If you go to any part of India, you will see people not only buying the essentials, but buying all kinds of other things that are not essential, but are aspirational.

If you have to bet on the space, would you pick staples, or would you pick urban consumption focused names?

Mark Mobius: I would look at the urban branded area. At the end of the day, it's a very interesting phenomenon. People in rural areas, when they consume, they want to buy a brand because even though the price point is very low, and the unit volume is low, they will want to buy a brand. They don't want to waste their money on something that doesn't work.

For example, if you buy soap powder, it will be a little packet rather than a big container. So I would look at branded products and if you look at India, the most successful companies are those with very credible brands.

Do you feel that private investments are still attractive in India or do you think secondary markets are so compelling at this stage in India that you'd rather go into a space through the secondary market as opposed to going into private investments? Where do you feel like all this money is flowing in?

Mark Mobius: Private sector. Investment is going to be growing at a very rapid pace in India. It's already big, but it's going to be growing faster and the reason for that is that there are so many family-owned companies that don't want to go public, at least at this stage. But they need capital, they want capital, and that's where the private sector will come in.

Private equity will come in and invest in these companies and help them grow. Then, at the next stage, they will get listed. And of course, as you can see, it's already happening in India. The number of IPOs in India this last year was more than I think five times that of the previous year. So, 2022 versus 2023 has been quite a dramatic increase in IPOs and I think you're going to see that continuing going forward manifold.

Nevertheless, there are lot of family companies that have not gone public and don't want to go public at this stage.

Have you subscribed to any of those IPOs in India?

Mark Mobius: No, we normally don't like IPOs because usually they're priced to perfection. We prefer to see the track record first.
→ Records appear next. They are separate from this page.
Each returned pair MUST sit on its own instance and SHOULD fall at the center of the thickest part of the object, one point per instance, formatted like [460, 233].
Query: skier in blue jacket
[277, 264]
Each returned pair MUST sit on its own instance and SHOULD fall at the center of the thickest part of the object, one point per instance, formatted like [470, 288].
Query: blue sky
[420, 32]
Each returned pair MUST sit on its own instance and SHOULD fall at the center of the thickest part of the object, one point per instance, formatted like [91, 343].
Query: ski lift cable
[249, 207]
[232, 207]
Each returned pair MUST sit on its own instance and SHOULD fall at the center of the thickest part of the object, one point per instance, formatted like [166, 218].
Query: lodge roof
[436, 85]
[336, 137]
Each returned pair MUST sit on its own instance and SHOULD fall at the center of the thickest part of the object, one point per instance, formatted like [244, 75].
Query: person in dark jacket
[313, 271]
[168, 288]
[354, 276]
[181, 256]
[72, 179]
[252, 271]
Mark, you have talked about all the good things in this country. Are there any risks? Are there any obvious risks that you're concerned about at this stage?

Mark Mobius: Of course, there are always possible risks. One is the overheating of the market. I mean, there's been so much optimism about the market and there's a possibility there will be a correction along the way. So that's a possible risk.

The other possible risk is a change in government policies. Now, the current government is doing a terrific job and I know PM Modi has recently announced a big infrastructure programme, which is terrific and badly needed. So far, things are going very well but if there's any pull back from that, it would not be good news.

Also, with your India portfolio, what is the fear of holding that you have in some of these stocks? How do you call for exits? Is it when there is a requirement of cash from a client? Is it when you see a stock-specific company topping out, or when there's a trend reversal? When you buy a stock, what is the time horizon and what are the triggers that you watch out for before you take profits off the table?

Mark Mobius: What we do is, we look at a stock we like and we make the plan to hold it forever. There is no reason to sell a stock. If they continue to do good, they have good profitability and good growth. So we always say, well, about five years would be the timeframe. But in fact, we don't plan on five years, we plan on forever if the company continues to do well.

Nevertheless, as you mentioned, if you're running an open-ended fund, some clients want their money back and you have to give it to them and that means you have to sell some stocks. So we are forced, sometimes, to sell.